The South's Handling Of Coronavirus Could Be 'A Macabre Game Of Whack-A-Mole'
Some Southern states, including Georgia and South Carolina, are among the first in the country to ease restrictions to try get back to business despite factors that make the South particularly vulnerable to the coronavirus pandemic.
And pressure is mounting on other Southern governors to get their economies back up and running. Outside the Alabama Capitol this week, a few dozen protesters drove by honking their horns, chanting "freedom" and demanding to get back to work
Republican Gov. Kay Ivey has issued a stay-at-home order through April 30.
Paralegal Melissa Kirby from Athens, Ala., says she has had enough.
"If she was worried about safety, she could let the people who are actually in danger self-quarantine, wash their hands more," Kirby says. "But to force businesses to shut down, that's not her call."
From inside the Capitol, Ivey says that no one wants to open the economy more than she does, but that the state must first increase its testing capacity.

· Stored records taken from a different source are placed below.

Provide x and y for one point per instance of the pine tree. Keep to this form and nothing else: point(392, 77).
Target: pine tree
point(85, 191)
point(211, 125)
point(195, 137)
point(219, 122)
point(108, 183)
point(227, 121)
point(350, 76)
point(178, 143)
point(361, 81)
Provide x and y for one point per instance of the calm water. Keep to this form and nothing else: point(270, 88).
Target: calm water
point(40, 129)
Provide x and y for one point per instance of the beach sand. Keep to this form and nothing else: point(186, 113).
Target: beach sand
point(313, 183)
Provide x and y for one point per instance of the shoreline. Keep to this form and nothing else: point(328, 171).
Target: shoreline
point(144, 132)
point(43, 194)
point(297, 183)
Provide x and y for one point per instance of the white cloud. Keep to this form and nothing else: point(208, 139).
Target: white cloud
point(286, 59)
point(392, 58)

"Remember all of our decisions that I'm going to make are based on data, not desired date," Ivey says.
She is taking a more cautious approach than are neighboring states Georgia, Tennessee, Florida, and Mississippi, where Republican governors have all moved to reopen at least parts of their economies.
"I think that we could be heading for a macabre game of whack-a-mole," says Thomas LaVeist, dean of the School of Public Health and Tropical Medicine at Tulane University in New Orleans. He worries that Louisiana — an early hot spot for COVID-19 — could see a resurgence in cases as surrounding states ease restrictions.
"Unless the states in the South can coordinate the way the states in the North, East, the West, and the upper Midwest are striving to do, we're going to have problems," he says.
LaVeist says longstanding policy decisions, and population characteristics in the South already put the region at risk in a health pandemic. He points to high poverty rates, large numbers of uninsured residents, lower minimum wages, and general health and well-being measures.
"The South is the epicenter for health inequities in this country," LaVeist says. "We call the South the stroke belt — higher rates of all kind of chronic conditions."
Conditions such as high blood pressure, diabetes, obesity and kidney disease have all been identified as factors in COVID-19 deaths.
LaVeist says rural communities in the South are not really resourced to manage an outbreak given the number of rural hospitals that have closed or downsized in recent years.
"You add all of that together and you've got sort of this toxic mix of political decisions, policy decisions, resource limitations that just create an opportunity for a pandemic to really just rage in the South," LaVeist says.
Another disturbing trend is the high proportion of coronavirus cases and deaths among African-Americans.
The early evidence of that is from Louisiana, where the death toll has now surpassed that of Hurricane Katrina. African-Americans make up 56% of reported COVID deaths, but just about one-third of the state's population. Other Southern states show similar disproportionate impacts on African-American residents.
In New Orleans, there are clusters of cases in predominantly black neighborhoods where people mostly work in the tourism industry.
"This virus has exposed the social and economic fragility of working families," says New Orleans Mayor LaToya Cantrell.
She points to a "tyranny of policies" that leaves families without a living wage or access to health care.
"All of this is embedded in really what we're seeing across the board in the city of New Orleans," Cantrell says. "And really the state of Louisiana is on the front line as it relates to these matters"
Southern states are also subject to natural disasters. This month, there have been deadly tornadoes and flash floods; hurricane season starts June 1; and there's spring flooding on the Mississippi River.
In the river town of Greenville, Miss., Mayor Errick Simmons says they're still reeling from record floods last year with some residents still displaced.
"In a city that has a 38.6% poverty rate, this COVID-19 is exacerbating all of the issues that we're having," Simmons says. "The acute nature of the pandemic's economic downturn is felt more here than many other places."
Simmons says demand at food pantries and soup kitchens has nearly tripled in the Mississippi Delta.
Regionwide, eight of the 10 states with the biggest jumps in unemployment claims are in the South.
The pandemic is also renewing calls for expanding Medicaid coverage. Nine of the 14 states that did not expand Medicaid under the Affordable Care Act are in the South. Of them, Texas has the highest number of uninsured residents.
Rep. Colin Allred, D-Texas, fears those numbers are on the rise based on calls to his office from constituents who have lost their jobs and their health insurance.
"So now, more than ever, we need to push to expand Medicaid," he says. "To provide a backstop to our health care coverage for many working people who desperately need it."
Allred, whose congressional district includes the Dallas area, is pushing legislation that would offer more federal money to states that expand Medicaid, in an effort to sway mostly Republican legislatures and governors to reconsider their repeated rejection of a key part of Obamacare.
Sen. Doug Jones, D-Ala., is behind the bill. He says expanding Medicaid would help protect everyone in these uncertain times.
"The thing that this pandemic has really brought home to people is that our health is dependent on our neighbors health more than we like to have thought about in the past," Jones says.